At the Hewlett Packard Enterprise (HPE) annual Discover conference this week, the company announced a new product category called “Converged IoT Systems”. HPE described the category as “a fundamental shift in compute infrastructure”. The announcement was made in conjunction with the introduction of the new Edgeline IoT systems—basically new servers that integrate data acquisition, real-time analytics and control with the typical server computing, storage and networking.
Hewlett Packard Enterprise logo (Source: Hewlett Packard Enterprise)
Did HPE discover a new category? In my mind, HPE is heading exactly where the industry is heading: moving compute power and analytics closer to the source of the data. There are three main reasons for moving computing closer to the end devices.
- “Timeframe of Relevance”: Timeframe of relevance is my way of bundling together industry terms such as “latency”, “time to insight” and “time to action”. IoT is all about actions on data, but every application doesn’t need to be acted upon in the same way, or in the same time period. Some applications need real-time action, and others may only need daily or weekly actions. Thus the term “timeframe of relevance” is key to actual deployment of successful IoT solutions.
- Bandwidth: If you believe the forecasts, there are going to be billions of IoT end-devices by 2020 (and sooner). If all those devices are sending data on a regular basis, the stress on the current network infrastructure is going to be untenable. By processing data closer to endpoints, the amount of data sent upstream can be greatly reduced, minimizing the load on network infrastructure.
- Cost: Sending data costs money.
So given that there are real advantages to processing data closer to the actual device, let’s take a look at where data analytics could possibly occur.
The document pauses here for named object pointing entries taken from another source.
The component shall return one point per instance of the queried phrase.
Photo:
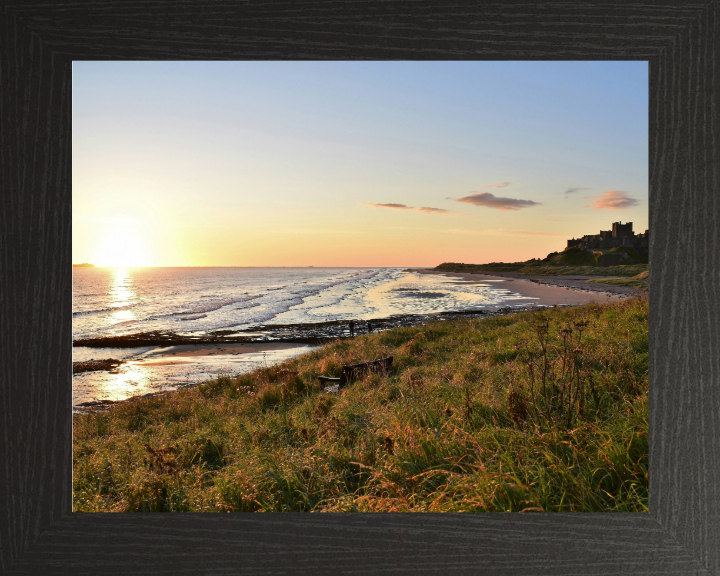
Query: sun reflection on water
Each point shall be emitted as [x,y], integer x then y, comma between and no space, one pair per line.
[121,296]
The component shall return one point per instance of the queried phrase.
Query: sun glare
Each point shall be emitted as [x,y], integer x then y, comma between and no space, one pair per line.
[121,246]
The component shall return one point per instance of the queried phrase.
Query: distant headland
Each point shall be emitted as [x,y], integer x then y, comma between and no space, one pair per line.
[616,252]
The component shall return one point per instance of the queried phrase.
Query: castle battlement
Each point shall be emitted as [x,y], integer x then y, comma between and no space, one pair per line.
[620,235]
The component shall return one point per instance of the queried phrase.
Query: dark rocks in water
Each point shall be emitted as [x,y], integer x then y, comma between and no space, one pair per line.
[317,333]
[93,365]
[421,294]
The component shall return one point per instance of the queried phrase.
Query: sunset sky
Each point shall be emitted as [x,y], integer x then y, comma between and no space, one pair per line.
[352,163]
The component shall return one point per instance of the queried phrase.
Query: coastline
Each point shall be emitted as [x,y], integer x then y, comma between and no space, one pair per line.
[229,350]
[548,290]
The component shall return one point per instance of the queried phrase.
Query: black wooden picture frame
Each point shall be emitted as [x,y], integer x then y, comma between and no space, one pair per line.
[38,532]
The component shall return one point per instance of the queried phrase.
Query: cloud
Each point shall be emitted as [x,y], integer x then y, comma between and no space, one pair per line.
[491,201]
[427,210]
[394,206]
[502,232]
[614,200]
[496,185]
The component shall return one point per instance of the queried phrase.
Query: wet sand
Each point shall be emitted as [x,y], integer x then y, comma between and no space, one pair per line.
[546,290]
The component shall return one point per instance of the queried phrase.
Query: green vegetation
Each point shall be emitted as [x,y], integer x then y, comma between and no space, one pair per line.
[638,281]
[570,262]
[538,270]
[524,412]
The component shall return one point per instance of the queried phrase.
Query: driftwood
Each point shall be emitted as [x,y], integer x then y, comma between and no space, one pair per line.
[352,372]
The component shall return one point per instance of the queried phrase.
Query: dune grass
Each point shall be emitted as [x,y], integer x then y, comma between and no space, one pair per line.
[641,281]
[525,412]
[539,269]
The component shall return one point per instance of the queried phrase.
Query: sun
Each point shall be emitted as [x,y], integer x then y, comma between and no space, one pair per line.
[121,246]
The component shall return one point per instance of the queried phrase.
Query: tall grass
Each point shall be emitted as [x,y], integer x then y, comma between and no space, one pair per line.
[524,412]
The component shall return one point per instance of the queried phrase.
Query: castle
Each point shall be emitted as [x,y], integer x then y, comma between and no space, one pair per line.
[620,235]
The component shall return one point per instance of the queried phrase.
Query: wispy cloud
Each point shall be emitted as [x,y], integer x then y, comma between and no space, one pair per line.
[498,203]
[502,232]
[428,210]
[496,185]
[391,205]
[614,200]
[573,190]
[423,209]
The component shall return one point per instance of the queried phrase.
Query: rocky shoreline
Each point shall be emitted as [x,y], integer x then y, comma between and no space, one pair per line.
[316,333]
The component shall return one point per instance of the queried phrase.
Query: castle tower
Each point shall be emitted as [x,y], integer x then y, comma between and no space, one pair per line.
[621,230]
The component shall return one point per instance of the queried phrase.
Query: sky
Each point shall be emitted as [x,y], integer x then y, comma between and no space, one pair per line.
[353,163]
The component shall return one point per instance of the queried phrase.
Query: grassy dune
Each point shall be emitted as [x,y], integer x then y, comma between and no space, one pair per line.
[546,270]
[524,412]
[641,281]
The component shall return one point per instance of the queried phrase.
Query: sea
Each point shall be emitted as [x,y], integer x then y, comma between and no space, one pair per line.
[126,301]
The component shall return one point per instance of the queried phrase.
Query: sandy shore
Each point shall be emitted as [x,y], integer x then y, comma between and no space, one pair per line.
[545,290]
[191,353]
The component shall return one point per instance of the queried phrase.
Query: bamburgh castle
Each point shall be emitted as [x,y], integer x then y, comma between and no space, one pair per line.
[620,235]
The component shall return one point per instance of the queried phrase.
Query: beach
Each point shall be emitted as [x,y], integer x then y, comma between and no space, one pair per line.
[546,290]
[116,364]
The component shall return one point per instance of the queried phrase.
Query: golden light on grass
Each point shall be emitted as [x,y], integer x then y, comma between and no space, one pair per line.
[122,246]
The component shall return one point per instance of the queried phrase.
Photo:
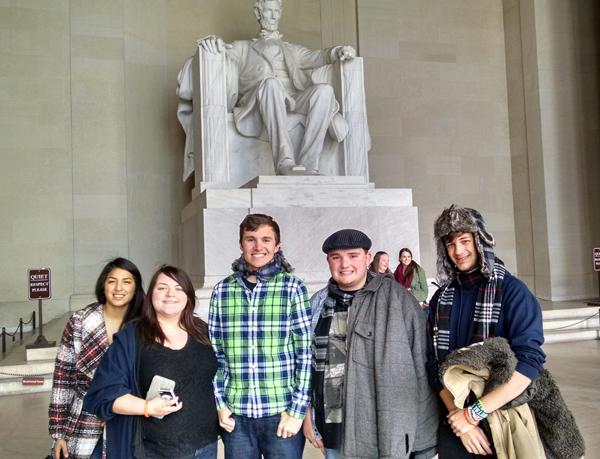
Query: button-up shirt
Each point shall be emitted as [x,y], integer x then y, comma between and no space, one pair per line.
[262,339]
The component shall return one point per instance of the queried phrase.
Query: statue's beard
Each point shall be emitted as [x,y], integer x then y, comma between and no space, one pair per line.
[269,26]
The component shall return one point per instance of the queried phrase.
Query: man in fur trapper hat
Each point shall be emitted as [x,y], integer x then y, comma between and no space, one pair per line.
[478,299]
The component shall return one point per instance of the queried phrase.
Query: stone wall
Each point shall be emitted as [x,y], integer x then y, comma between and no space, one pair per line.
[552,50]
[437,103]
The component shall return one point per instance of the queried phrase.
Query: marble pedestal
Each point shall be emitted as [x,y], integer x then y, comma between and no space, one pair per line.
[307,209]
- Devices: There are many applications where analytics can be done on the actual end-device. Many IoT devices have on-board compute power (think an ARM Holdings-based or Intel processor) to handle analytics, allowing the data to be acted upon immediately. This immediate action will not only provide real-time control, but it also reduces the data traffic on the network upstream. A simple example is monitoring a camera. If you think about a video camera set up to count cars at the intersection of two roads, you don’t really need to watch video of the cars going by, you only want the count and timing of cars. In addition, sending video data upstream will suck up a lot of network bandwidth. The smart and more efficient choice is to process the data on the device and just send the car count upstream.
- On premise: As we have seen already, there are a number of vendors that are looking to do analytics at the “edge”. This can take a couple different forms. First, gateways can be made smarter (i.e., add “server like” functions to a gateway). We’ve seen this with IoT gateways out of Dell, Cisco Systems and HPE where storage and compute power, along with analytics software have been added to an industrial gateway. The second is to leave the gateway alone and move a server on premise—such as HPE just announced with the new Edgeline EL Converged IoT Systems. These systems combine datacenter-class server functions including security, device and system management, along with compute power with data capture and control to allow analytics to be run closer to the actual device. A typical application for this type of local control is asset management, where you need the location of everything you have, but often not in immediate or real-time. In addition, in this type of application the data will often need to be sent up-stream to be integrated with ordering and inventory systems, etc.
- The cloud: I think this one is pretty self-explanatory, and more traditional. Collect all the data at the device and move it to the cloud for processing. This is great for applications where real-time is not critical and the data needs to be integrated with other systems and sources of data.
Depending on your data needs, and your existing infrastructure for both networking and data, you can potentially use any or all of the above—and large enterprises will.
So has HPE developed a new category? The answer is really beside the point. The industry is moving towards an Internet of Things architecture that allows for data analytics in a timeframe of relevance. HPE’s Converged IoT Systems, no matter what you call them, provide enterprises the means to deliver on analytics where and when they need it. This puts HPE squarely in line with where I believe the IoT architecture is headed.